Tool assembly: Plant Phenomics

What is the plant phenomics tool assembly and who can use it?

The plant phenomics tool assembly covers the whole life cycle of experimental plant phenotyping data. It uses the concepts of the MIAPPE (Minimum Information About a Plant Phenotyping Experiment) standard: (i) experiments description including organisation, objectives and location, (ii) biological material description and identification and (iii) traits (phenotypic and environmental) description including measurement methodology. A more detailed overview of the MIAPPE standard is available, as well as the full specifications.

The plant phenomics tool assembly helps everyone in charge of plant phenotyping data management to enable:

the integration of phenotyping data with other omics data: see the general principles on the Plant Sciences domain page;
the findability of their data in plant specific (e.g. FAIDARE) or generic search portal (e.g.
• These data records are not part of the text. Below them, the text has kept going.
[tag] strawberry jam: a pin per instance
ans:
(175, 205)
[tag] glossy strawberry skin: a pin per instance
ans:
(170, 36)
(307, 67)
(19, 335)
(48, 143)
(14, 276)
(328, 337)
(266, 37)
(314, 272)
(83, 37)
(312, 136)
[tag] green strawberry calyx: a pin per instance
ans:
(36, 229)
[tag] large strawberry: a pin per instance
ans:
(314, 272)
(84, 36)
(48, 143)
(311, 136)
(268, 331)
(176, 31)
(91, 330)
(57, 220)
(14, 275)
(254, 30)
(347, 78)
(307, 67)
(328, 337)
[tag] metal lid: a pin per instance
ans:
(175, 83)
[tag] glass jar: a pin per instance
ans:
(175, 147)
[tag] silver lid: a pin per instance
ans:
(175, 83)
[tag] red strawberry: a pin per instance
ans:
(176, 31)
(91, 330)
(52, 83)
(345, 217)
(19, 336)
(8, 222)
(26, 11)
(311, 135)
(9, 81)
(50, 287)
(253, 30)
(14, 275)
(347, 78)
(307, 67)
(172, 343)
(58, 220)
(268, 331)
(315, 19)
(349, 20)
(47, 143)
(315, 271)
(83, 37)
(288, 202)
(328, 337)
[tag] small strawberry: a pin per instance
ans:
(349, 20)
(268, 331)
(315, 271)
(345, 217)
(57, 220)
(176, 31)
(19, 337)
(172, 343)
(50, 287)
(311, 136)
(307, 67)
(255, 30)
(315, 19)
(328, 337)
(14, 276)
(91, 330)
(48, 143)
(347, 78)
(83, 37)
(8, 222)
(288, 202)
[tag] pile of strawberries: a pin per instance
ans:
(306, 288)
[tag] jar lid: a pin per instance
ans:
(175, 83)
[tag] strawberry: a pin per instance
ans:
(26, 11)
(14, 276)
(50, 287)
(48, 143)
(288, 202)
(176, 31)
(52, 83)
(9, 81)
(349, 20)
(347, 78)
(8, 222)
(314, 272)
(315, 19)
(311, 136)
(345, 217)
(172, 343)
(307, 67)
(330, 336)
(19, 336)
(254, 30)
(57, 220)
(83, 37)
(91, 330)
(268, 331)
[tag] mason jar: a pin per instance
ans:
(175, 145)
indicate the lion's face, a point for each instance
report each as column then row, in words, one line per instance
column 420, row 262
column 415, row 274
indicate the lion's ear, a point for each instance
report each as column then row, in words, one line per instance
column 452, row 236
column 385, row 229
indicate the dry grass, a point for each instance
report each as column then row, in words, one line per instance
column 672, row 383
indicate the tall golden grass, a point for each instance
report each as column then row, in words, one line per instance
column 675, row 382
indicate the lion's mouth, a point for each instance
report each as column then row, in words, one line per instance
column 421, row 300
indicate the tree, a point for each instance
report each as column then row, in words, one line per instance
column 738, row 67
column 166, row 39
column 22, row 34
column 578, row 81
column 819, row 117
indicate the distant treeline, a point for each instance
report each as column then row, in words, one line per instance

Google Data Search);
the long term reusability of their data.

How can you access the plant phenomics tool assembly?

All the components of the plant phenomics tool assembly are publicly available and listed below, but many of them require registration.

Tools and resources used in managing plant phenomics and phenotyping data. — Figure 1. The plant phenomics tool assembly.

Data management planning

The general principles to be considered are described in the Plant Sciences domain page.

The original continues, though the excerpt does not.